In the car en route to Washington Heights’ United Palace, the historic theater hosting the awards, the trio snapped selfies, checked Instagram, and replied to group chats before remembering their waning batteries. The streets were so congested that they hopped out of the Lyft at 178th and Fort Washington Avenue to follow other dapper attendees queuing as a crowd gathered and salsa blasted overhead.
Aside
Meanwhile, Ijames was staying at the Algonquin in midtown, where he met their resident orange cat, fittingly named Hamlet. His whereabouts were a mystery leading up to Tony night: The Writer’s Guild had asked nominees not to attend the ceremony due to the strike, and Goldenberg said Ijames was possibly going to skip the show and send a prerecorded statement. (Later via text, he wrote: “Was there word that I might not attend? I don’t recall saying what I planned to do to anyone.”)

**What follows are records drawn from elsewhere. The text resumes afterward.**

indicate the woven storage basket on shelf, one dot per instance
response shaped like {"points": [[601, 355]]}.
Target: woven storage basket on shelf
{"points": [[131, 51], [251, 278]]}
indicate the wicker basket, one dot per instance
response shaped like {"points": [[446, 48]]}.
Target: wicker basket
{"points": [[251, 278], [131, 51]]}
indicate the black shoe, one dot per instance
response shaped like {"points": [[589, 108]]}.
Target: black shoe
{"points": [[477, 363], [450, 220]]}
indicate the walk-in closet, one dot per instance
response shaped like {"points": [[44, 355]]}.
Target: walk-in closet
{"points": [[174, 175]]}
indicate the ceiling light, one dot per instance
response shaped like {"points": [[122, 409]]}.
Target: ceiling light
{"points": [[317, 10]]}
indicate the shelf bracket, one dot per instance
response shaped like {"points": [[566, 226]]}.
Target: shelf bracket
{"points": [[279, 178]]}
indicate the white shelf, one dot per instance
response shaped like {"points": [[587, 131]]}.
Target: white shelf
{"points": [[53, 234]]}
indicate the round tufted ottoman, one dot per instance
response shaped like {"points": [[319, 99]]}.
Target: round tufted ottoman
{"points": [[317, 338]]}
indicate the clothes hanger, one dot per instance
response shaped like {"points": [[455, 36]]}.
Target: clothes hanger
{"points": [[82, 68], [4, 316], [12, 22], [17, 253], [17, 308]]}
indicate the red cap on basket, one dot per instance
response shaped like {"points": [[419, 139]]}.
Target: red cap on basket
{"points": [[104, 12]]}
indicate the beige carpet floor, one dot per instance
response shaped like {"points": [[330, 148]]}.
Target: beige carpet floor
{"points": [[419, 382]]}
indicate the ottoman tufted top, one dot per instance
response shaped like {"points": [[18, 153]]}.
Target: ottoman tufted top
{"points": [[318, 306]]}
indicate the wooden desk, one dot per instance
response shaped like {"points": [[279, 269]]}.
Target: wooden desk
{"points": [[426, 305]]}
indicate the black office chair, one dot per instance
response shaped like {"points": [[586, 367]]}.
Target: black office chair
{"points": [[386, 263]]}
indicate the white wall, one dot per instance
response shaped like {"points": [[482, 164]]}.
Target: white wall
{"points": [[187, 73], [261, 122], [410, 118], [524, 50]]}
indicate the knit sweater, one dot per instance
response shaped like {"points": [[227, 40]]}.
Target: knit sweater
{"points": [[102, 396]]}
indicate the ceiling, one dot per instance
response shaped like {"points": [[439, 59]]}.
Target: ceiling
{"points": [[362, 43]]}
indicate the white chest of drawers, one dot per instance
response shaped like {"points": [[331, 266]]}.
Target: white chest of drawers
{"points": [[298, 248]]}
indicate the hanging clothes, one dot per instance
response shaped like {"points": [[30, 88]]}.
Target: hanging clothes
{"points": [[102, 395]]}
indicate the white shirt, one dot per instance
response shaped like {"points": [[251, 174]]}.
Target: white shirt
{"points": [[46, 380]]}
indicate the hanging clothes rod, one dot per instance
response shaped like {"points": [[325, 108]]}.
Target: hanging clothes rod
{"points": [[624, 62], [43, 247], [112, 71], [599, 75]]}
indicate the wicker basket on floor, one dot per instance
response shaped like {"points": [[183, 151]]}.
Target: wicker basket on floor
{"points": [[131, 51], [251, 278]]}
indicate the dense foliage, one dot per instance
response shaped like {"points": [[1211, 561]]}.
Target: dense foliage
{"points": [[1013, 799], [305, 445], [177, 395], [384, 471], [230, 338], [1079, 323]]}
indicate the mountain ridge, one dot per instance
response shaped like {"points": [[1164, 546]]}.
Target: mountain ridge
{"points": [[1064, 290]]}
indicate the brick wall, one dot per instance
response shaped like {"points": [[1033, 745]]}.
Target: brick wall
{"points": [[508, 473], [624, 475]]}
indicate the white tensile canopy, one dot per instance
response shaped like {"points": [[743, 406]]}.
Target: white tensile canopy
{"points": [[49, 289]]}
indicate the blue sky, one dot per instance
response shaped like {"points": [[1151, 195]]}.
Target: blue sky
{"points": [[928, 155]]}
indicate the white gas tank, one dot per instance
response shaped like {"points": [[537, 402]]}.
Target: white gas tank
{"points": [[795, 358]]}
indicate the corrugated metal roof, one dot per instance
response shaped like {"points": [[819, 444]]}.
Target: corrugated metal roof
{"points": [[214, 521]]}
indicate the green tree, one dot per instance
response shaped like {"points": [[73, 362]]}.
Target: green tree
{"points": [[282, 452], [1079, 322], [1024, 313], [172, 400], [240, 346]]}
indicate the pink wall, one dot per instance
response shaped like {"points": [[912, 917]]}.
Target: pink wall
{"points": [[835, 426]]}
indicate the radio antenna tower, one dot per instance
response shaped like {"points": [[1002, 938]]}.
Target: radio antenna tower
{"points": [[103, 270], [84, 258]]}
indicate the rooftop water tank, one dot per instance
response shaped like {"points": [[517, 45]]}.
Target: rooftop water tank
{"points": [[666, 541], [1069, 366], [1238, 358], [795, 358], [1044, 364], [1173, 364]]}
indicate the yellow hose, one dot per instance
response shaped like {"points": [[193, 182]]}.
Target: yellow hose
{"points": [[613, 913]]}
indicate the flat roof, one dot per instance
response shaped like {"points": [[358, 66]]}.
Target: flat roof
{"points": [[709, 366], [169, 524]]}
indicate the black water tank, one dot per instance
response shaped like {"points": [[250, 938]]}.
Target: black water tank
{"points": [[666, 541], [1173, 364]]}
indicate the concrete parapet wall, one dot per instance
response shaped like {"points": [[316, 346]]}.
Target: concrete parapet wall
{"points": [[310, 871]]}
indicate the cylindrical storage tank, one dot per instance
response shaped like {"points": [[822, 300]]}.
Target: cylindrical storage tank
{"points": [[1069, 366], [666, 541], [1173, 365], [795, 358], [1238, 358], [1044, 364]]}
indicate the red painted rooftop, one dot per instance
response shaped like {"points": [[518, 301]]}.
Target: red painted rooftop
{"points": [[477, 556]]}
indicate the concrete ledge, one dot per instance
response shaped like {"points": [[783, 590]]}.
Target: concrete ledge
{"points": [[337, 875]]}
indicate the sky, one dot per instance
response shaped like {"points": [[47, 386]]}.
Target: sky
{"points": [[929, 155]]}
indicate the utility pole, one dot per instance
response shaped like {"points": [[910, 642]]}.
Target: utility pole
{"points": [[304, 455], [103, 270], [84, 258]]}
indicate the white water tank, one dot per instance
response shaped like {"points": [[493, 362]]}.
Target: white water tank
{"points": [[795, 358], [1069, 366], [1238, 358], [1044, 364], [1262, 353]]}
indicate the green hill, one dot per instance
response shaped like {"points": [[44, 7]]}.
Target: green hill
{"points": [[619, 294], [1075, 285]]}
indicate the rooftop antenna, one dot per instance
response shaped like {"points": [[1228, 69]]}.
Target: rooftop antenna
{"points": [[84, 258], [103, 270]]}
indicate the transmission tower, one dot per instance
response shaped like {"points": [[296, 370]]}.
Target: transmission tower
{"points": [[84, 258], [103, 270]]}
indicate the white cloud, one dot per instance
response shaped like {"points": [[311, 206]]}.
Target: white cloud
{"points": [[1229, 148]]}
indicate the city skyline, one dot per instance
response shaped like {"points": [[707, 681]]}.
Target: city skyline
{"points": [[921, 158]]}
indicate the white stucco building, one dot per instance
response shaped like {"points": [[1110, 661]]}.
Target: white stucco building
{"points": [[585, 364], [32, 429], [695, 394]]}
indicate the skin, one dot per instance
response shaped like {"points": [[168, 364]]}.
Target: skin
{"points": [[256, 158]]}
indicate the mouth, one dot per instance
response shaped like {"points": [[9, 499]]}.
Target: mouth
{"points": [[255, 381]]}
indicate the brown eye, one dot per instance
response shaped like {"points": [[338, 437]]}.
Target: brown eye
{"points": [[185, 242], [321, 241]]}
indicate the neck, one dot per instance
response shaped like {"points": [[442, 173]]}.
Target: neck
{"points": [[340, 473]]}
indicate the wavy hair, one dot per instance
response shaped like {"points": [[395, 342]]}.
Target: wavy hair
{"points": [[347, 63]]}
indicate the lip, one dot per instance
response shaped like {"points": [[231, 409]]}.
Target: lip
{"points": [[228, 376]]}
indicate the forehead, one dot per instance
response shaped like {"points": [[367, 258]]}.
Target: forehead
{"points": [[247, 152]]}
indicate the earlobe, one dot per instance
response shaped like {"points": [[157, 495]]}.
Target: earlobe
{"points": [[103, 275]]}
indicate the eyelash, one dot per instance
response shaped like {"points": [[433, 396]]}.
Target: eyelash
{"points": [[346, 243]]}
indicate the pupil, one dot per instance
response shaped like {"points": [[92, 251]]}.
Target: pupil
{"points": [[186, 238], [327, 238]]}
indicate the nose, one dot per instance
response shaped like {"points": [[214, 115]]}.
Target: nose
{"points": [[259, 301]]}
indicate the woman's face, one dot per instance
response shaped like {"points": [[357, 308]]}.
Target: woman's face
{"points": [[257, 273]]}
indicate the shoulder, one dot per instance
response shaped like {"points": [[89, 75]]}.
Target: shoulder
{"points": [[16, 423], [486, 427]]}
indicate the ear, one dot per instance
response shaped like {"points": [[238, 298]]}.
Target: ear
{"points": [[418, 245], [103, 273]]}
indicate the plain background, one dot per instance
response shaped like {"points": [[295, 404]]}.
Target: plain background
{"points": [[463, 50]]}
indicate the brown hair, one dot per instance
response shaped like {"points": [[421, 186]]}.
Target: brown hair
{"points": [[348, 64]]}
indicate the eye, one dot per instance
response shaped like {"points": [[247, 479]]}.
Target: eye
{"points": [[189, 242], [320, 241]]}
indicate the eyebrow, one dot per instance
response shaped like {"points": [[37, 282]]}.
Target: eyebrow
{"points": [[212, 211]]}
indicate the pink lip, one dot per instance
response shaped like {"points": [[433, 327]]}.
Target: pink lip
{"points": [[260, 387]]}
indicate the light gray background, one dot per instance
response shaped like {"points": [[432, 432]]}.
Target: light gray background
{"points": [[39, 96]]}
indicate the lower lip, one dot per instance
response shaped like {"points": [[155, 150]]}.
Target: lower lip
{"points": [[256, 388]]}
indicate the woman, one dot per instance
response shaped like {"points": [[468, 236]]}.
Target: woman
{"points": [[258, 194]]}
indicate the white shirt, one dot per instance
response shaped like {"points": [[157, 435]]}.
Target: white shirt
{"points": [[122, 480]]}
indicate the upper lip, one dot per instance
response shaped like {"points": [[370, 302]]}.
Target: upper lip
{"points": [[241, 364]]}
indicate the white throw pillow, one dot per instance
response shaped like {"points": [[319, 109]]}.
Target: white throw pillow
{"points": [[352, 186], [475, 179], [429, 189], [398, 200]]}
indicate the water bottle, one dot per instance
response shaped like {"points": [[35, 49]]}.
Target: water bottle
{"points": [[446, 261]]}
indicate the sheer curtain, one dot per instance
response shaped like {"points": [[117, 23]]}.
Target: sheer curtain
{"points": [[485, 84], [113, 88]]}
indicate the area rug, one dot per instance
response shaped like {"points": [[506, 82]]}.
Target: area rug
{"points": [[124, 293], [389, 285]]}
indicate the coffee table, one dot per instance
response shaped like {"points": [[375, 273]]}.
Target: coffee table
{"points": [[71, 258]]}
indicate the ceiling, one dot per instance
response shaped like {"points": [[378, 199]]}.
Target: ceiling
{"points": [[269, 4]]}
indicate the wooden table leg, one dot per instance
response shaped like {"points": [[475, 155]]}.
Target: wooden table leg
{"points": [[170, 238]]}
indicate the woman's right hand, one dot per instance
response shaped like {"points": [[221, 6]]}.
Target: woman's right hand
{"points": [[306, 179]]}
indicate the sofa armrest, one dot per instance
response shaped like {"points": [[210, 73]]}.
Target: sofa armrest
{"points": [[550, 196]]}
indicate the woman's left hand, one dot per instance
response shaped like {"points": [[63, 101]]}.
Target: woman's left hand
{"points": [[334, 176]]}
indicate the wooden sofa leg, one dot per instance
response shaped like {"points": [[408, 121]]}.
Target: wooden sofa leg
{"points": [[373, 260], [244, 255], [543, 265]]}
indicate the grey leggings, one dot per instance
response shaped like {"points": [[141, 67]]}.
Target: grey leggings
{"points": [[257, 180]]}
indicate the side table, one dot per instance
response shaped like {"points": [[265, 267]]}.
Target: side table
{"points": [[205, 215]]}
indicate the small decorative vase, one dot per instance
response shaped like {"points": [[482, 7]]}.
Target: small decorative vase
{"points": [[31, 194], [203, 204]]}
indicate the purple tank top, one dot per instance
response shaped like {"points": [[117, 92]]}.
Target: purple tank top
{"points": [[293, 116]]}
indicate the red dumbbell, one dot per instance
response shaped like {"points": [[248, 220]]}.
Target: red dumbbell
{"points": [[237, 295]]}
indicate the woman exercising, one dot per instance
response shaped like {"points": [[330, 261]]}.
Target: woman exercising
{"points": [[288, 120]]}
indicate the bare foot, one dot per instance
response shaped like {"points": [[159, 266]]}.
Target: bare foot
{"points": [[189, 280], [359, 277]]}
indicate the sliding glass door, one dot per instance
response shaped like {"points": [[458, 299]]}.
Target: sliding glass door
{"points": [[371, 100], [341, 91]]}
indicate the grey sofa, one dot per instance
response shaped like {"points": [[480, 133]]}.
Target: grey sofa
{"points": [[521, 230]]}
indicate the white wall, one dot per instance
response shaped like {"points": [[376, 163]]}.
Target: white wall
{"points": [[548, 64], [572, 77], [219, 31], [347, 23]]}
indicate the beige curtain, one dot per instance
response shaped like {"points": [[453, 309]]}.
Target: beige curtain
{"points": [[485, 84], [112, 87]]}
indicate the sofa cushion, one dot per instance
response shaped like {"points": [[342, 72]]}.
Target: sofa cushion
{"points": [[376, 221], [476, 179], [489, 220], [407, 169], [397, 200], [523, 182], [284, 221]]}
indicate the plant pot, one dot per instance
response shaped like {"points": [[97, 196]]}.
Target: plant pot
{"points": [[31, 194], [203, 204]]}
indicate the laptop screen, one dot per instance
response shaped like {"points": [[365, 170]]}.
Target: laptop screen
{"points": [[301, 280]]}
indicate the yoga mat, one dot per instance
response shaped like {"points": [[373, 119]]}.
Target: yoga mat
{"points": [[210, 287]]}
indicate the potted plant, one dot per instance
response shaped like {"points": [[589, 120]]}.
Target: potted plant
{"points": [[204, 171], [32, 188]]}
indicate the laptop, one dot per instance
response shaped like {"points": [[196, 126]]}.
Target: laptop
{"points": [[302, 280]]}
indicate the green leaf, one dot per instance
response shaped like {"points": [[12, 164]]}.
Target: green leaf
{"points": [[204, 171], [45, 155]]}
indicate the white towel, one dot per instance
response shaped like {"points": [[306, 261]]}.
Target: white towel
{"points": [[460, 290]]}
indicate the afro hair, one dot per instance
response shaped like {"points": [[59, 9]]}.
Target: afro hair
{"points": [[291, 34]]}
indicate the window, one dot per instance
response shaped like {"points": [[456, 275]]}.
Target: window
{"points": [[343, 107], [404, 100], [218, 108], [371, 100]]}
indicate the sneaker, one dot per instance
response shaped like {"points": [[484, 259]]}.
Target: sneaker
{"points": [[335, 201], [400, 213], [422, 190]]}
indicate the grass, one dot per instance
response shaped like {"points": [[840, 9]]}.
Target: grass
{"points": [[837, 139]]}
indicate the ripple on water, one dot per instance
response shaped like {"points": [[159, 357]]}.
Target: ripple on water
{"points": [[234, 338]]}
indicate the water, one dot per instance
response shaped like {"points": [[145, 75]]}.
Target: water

He arrived on the red carpet in a dazzling Gucci suit — complete with a black clutch holding protein bars — and later posted a selfie with his husband to Instagram with the caption, “Philly style…”
Act two
Inside, the Wilma group sat behind Anna Wintour and across the aisle from Ijames. It was brutally hot, though, and the sound wasn’t great at moments. But during commercial breaks, they networked with producers. Green teared up at the opening number and Goldenberg was impressed by the performance by Parade’s Ben Platt and Micaela Diamond (a Margate, N.J., native).
As winners were announced, Fat Ham lost in the technical categories. Then, Nikki Crawford — the hilarious and layered actor who played Juicy’s mother — lost an acting award, and longtime New York director Saheem Ali was passed over, too. The trio still felt optimistic about best play. “I was holding out a lot of hope because there had just been such a buzz about it,” said Kelton later. “I thought you never know, we could be ditching our purses and running onstage.”
Instead, Stoppard’s Leopoldstadt took the prize. It was his fifth recognition, making him the most awarded playwright in Tony history.
“That was one of a few categories where it was majority people of color, and then a white person won,” Goldenberg said at the Tony afterparty, held outdoors in front of United Palace.
“It’s not a great look,” Green chimed in.
“Three of the people in that category have won Pulitzers for those exact plays, but Stoppard is like the person that [voters] know. … I don’t know what the motivation is,” said Goldenberg, who previously ran Philly’s Barrymore Awards and thinks the Tony process is opaque. “Everybody here is like, ‘How does this even happen?’ ”
Kelton said it was a letdown, but she knows it won’t be Ijames’ only shot at a Tony, and she hopes that the Wilma’s exposure will lead to corporate sponsorships and bigger audiences. The theater is conservatively aiming for 50% capacity when the show returns in November, but Kelton can already feel the Tony-adjacent excitement and its impact on the next season. “Everyone knows Fat Ham is coming and they don’t want to miss it.”
Act three
Fat Ham’s afterparty — a joint event with the Sweeney Todd team — was bustling at midtown’s Bond 45 when the Wilma trio arrived. Ijames was holding court in high spirits as dozens squeezed through to get a handshake.
“I’m gonna do one more party and then I’m going hoooome,” he told the group. After embracing Ijames, Goldenberg told him about the Philly watch party and his face lit up.
“I felt this moment was as much a celebration of the Philly theater as it was of Fat Ham!” he wrote via text later. “I’m honored they spent their Sunday evening celebrating me and our play! It’s the best theater city in the country. I’ll always believe that.”